American actress, model, and singer Marsha Hunt was also at the center of the world’s attention after her role in the highly successful stage production “Hair” and becoming the face of the “Black is Beautiful” movement. According to The Independent, The Stones had asked her to take part in a photoshoot for their single “Honky Tonk Women,” released in July of that year, but Hunt declined, claiming that sexualizing herself for the song was not the message she wanted to send. Feeling that she was a role model for Black women at the time, she said, “I didn’t want to look like I’d just been had by all the Rolling Stones.” But although she’d turned them down for a professional relationship, Jagger wanted something more.
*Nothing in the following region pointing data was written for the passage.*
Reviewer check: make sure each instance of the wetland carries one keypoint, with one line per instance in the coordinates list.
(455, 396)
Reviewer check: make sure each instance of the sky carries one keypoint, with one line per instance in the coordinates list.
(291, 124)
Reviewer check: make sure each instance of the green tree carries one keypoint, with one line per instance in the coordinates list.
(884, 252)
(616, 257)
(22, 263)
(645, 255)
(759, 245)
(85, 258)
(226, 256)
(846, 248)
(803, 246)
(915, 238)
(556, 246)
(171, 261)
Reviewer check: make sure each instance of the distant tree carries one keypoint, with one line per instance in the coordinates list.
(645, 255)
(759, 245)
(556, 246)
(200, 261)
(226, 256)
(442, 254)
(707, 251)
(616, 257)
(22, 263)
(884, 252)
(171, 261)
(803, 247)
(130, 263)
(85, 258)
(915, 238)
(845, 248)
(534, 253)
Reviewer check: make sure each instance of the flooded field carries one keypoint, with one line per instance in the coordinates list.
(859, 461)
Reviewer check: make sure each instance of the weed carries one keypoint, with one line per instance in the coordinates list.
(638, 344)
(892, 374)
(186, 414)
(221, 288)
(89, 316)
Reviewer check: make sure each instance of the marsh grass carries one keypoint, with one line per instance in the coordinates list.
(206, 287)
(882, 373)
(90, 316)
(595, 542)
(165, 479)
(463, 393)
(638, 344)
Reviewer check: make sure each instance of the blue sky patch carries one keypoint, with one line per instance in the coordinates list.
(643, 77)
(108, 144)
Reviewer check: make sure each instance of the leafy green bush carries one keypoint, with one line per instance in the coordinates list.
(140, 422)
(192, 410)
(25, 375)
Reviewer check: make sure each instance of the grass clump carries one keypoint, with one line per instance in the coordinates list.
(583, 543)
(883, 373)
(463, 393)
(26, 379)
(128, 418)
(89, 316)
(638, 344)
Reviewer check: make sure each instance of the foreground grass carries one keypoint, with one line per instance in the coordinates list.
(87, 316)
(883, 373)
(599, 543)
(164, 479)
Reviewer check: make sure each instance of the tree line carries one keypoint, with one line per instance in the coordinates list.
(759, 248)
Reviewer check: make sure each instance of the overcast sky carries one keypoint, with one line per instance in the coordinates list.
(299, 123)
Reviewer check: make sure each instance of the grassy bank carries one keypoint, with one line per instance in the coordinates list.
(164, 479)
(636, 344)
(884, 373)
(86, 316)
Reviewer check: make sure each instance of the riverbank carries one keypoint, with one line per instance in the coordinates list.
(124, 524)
He wrote Hunt several letters from Australia that revealed his secret feelings for her.
Mick Jagger and Marsha Hunt's secret relationship was short but intense
As artdaily reports, Sotheby’s put those letters up for auction in 2012. They contain a wealth of insight into Jagger’s intellect and artistic drive at a tumultuous time, not only for the band, but for the world at large. Dr. Gabriel Heaton, book specialist at Sotheby’s, said the letters “afforded an insight into how one of the central actors in the momentous cultural events of the time saw the world as it changed around him.” They also contain priceless rock and roll memorabilia, as Jagger included the lyrics to “Monkey Man,” as well as a track list with personal notes written by the singer.
According to Rocks Off Magazine, Jagger got no satisfaction from mere correspondence. Hunt wrote in her 1986 memoir “Real Life” that the singer eventually showed up at her front door in London in the middle of the night. “Framed by the doorway as he stood grinning with a dark coat …,” she wrote, “He drew one hand out of his pocket and pointed it at me like a pistol … Bang.”
Their relationship lasted only nine months, but the two ended up having a child together, a daughter named Karis. However, although he liked Hunt enough to use her as inspiration for hit songs like “Brown Sugar,” he wasn’t in it enough to accept that Karis was his child. He neither wanted to pay child support nor admit that he was the father, but finally did so after nearly a decade in the courts.